5 Things We Want To See In Assassins Creed Black Flag Resynced

It was one of Ubisoft’s worst-kept secrets, but the Assassin’s Creed IV: Black Flag remake is finally official. Earlier this week, as part of a broader “Assassin’s Creed: Into 2026” update, Ubisoft quietly confirmed the existence of Assassins Creed Black Flag Resynced with a stunning piece of concept art featuring Edward Kenway atop a ship’s mast.

Assassins Creed - Black Flag Sequel Graphic Novel Sets Sail This Fall
5 Things We Want To See In Assassins Creed Black Flag Resynced

While details remain scarce—including whether this is a ground-up remake, a remaster, or something in between—the potential is enormous. The 2013 original remains one of the most beloved entries in the franchise, blending classic parkour with pirate fantasy. Here are five things we desperately want to see in Resynced.
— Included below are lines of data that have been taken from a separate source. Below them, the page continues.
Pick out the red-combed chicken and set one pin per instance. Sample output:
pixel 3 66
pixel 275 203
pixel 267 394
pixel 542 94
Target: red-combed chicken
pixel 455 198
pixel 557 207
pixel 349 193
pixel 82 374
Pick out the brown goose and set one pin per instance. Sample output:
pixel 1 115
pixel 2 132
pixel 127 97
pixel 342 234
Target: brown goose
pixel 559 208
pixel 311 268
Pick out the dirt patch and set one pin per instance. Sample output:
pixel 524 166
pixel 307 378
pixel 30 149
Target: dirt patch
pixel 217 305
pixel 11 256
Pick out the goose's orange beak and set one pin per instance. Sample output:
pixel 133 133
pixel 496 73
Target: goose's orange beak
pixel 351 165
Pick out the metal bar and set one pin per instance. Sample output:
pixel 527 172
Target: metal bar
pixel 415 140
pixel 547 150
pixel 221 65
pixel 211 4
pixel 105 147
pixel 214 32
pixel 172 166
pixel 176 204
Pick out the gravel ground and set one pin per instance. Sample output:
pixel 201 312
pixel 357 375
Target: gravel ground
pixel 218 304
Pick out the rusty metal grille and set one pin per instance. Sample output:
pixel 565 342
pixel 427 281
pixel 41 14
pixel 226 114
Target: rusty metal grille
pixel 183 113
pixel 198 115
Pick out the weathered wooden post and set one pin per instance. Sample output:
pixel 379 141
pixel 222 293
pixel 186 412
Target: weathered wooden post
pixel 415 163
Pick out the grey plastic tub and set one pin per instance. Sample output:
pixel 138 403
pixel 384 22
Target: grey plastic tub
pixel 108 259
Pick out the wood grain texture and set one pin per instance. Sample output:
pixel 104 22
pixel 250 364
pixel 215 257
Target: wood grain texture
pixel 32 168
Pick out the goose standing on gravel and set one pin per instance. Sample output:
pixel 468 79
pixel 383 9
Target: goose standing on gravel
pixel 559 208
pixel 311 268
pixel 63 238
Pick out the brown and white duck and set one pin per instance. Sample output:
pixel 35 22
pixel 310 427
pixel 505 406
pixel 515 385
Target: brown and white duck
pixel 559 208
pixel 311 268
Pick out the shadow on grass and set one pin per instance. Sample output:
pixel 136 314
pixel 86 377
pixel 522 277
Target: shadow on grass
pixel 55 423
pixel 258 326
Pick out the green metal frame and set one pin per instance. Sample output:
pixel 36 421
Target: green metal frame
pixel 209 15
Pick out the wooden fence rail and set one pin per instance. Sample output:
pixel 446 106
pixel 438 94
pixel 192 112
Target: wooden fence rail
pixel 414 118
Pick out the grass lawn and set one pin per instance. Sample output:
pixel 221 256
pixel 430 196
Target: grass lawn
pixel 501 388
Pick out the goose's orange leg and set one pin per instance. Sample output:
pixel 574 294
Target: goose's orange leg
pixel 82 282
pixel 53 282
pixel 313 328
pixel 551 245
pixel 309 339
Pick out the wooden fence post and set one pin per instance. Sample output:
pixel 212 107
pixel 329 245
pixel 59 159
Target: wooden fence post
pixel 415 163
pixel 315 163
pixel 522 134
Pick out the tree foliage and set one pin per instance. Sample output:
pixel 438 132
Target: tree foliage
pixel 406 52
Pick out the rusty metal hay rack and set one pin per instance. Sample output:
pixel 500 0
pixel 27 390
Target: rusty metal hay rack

5. Bigger, More Vibrant Cities

While Black Flag is best remembered for its open seas, it also featured several cities for classic AC parkour: Kingston, Nassau, and Havana. In the original, these felt more like set dressing than living, breathing urban centers. Havana, for example, housed around 70,000 people historically, but the in-game version feels like a small town.

For Resynced, we want these cities expanded significantly. Multiple districts, more NPCs, side activities, and meaningful reasons to explore beyond main story missions. A larger, denser Havana would make urban traversal as compelling as sailing the open ocean.
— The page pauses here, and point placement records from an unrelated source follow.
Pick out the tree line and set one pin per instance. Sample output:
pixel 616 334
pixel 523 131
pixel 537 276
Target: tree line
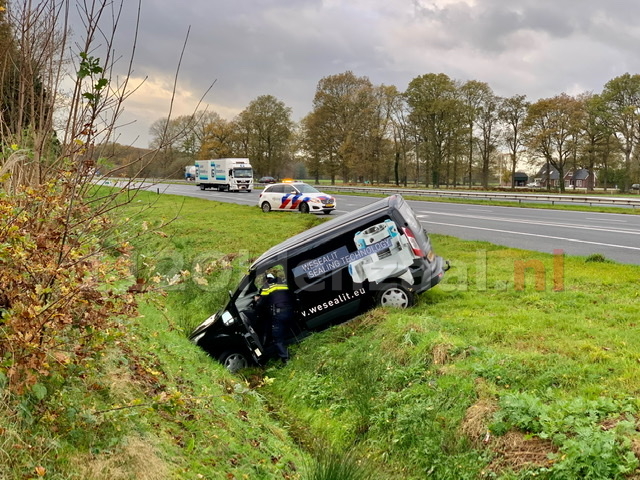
pixel 438 132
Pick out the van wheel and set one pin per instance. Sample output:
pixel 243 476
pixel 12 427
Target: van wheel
pixel 234 361
pixel 394 295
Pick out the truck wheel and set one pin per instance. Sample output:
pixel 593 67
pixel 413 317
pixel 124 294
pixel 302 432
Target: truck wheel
pixel 234 361
pixel 394 295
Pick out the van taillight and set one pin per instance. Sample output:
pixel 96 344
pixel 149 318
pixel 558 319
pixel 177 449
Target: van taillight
pixel 413 242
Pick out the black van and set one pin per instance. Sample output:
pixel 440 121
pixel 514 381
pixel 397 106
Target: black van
pixel 378 255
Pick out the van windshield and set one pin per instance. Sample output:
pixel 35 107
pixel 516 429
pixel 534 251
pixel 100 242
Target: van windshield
pixel 245 292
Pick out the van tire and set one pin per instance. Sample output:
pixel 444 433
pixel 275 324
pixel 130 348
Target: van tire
pixel 234 361
pixel 394 295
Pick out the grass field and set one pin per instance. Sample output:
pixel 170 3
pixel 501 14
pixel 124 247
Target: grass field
pixel 519 365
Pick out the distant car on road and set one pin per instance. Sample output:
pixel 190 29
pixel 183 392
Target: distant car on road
pixel 295 196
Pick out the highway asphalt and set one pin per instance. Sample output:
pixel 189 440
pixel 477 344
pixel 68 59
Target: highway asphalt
pixel 615 236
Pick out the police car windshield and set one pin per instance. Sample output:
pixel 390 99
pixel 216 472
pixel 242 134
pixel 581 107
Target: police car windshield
pixel 304 188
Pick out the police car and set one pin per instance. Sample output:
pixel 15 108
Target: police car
pixel 295 196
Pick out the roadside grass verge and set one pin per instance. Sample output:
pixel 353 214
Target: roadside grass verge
pixel 519 365
pixel 484 377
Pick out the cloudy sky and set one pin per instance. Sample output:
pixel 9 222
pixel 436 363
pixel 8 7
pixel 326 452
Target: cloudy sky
pixel 248 48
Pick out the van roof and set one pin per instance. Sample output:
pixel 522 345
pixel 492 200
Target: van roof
pixel 315 236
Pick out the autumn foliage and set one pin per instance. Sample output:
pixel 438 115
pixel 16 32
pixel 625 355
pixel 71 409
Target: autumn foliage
pixel 63 278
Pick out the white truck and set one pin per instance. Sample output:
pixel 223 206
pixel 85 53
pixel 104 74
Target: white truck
pixel 230 174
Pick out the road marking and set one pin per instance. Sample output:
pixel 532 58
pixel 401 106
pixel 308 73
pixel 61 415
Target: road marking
pixel 606 219
pixel 633 231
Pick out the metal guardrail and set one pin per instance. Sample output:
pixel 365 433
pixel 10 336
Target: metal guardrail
pixel 495 196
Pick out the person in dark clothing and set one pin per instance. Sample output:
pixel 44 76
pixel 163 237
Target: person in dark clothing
pixel 277 301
4. Deeper Jackdaw Customisation

The Jackdaw in the original could be upgraded with stronger armor and weapons, but it was relatively basic. We want Assassin’s Creed Odyssey levels of ship customization. Give us the ability to select our crew from different factions, each with unique perks and appearances. Offer more weapon types for naval combat—different broadside ammunition, deployable traps, or even boarding actions with more strategic depth.

Beyond combat, let the Jackdaw feel like a true hub. Access missions, notes, and conversations from the deck. Let the crew interact dynamically—playing cards, singing shanties spontaneously, or reacting to events at sea. A living ship makes for a living adventure.
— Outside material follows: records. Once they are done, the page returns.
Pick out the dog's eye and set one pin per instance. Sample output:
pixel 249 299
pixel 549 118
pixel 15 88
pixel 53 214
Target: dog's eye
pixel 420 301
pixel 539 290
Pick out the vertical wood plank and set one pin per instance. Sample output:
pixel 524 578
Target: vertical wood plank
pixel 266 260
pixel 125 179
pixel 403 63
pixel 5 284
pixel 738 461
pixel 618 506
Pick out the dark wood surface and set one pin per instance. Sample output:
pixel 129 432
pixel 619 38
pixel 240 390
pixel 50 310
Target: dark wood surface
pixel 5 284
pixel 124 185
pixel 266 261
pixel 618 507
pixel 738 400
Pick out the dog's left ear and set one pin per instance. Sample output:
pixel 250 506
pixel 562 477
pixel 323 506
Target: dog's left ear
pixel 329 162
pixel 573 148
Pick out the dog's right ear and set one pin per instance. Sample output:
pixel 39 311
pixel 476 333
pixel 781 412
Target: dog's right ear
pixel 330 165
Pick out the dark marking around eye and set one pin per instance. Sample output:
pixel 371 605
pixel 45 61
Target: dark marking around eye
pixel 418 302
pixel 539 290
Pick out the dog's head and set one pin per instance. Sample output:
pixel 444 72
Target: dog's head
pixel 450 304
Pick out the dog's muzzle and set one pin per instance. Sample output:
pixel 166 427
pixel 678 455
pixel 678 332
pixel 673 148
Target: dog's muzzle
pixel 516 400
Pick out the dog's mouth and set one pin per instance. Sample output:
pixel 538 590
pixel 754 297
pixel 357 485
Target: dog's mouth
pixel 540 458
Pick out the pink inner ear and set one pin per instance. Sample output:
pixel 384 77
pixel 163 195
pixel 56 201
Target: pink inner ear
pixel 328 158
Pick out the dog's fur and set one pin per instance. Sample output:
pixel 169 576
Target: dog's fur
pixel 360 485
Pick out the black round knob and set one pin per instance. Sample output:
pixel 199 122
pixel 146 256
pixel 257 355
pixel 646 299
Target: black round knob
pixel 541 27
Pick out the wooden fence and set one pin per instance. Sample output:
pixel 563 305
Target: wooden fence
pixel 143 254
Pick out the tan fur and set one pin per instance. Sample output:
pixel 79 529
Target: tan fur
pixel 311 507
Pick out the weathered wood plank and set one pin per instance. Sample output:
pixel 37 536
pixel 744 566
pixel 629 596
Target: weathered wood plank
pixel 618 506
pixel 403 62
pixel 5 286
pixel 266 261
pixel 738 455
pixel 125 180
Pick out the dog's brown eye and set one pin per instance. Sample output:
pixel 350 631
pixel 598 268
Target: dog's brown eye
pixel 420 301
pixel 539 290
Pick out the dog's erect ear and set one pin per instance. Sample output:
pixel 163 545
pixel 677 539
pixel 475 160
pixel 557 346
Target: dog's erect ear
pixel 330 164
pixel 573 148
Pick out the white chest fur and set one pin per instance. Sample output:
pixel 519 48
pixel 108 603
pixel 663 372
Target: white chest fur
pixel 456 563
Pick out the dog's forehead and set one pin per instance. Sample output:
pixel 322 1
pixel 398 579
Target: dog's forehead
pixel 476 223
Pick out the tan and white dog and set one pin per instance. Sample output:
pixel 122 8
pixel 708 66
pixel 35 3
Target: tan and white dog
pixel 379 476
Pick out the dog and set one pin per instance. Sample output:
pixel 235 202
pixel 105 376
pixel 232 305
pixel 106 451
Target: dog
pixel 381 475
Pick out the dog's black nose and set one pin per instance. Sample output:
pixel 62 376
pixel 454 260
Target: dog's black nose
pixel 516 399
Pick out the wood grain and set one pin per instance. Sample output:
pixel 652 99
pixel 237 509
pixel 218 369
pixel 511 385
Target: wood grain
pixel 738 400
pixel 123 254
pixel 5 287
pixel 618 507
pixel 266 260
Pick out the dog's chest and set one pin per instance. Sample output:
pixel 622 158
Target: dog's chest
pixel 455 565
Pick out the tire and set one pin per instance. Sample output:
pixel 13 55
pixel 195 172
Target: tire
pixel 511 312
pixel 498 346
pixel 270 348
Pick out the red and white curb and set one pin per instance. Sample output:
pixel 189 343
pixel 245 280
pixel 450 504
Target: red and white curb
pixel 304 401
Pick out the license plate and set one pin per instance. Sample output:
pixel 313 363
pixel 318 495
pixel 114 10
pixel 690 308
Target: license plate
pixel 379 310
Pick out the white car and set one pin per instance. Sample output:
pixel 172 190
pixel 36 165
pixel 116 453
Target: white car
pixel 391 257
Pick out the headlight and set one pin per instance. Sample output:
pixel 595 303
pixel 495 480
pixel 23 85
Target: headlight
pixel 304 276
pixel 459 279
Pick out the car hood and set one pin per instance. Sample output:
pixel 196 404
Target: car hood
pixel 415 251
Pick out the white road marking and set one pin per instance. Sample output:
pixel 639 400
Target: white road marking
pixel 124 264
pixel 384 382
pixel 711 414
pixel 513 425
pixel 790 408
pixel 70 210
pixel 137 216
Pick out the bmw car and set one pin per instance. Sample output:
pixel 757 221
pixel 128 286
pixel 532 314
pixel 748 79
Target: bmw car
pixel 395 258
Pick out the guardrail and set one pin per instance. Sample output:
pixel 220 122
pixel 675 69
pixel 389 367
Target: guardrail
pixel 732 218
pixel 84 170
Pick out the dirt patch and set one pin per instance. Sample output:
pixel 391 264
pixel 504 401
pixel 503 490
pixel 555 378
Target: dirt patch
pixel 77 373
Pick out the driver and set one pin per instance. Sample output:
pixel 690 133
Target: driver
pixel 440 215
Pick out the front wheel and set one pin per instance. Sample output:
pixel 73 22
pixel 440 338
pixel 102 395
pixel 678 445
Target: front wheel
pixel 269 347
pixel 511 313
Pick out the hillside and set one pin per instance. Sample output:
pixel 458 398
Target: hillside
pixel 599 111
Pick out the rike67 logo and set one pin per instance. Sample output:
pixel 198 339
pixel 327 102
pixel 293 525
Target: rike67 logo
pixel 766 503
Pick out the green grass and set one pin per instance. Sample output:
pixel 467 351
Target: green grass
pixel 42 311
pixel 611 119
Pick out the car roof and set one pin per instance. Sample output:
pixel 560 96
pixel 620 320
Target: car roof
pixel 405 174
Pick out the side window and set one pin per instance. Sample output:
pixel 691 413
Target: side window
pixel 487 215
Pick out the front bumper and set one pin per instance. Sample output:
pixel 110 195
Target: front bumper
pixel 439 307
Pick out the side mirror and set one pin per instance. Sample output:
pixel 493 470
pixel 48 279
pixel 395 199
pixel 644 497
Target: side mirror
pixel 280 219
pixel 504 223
3. Fewer Forced Stealth Missions

Let’s address the elephant in the room: Black Flag has a tailing problem. A significant portion of the main story involves long, slow sequences where you follow targets, hiding in bushes, with instant failure if detected. It’s repetitive, antithetical to the pirate fantasy, and just plain boring.

For Resynced, we need a dramatic reduction in these missions. If tailing must remain, remove the instant-fail state. Let us adapt if we’re spotted—perhaps the target becomes hostile, or the mission shifts to a chase or confrontation. Alternative objectives for blown cover would be a massive quality-of-life improvement.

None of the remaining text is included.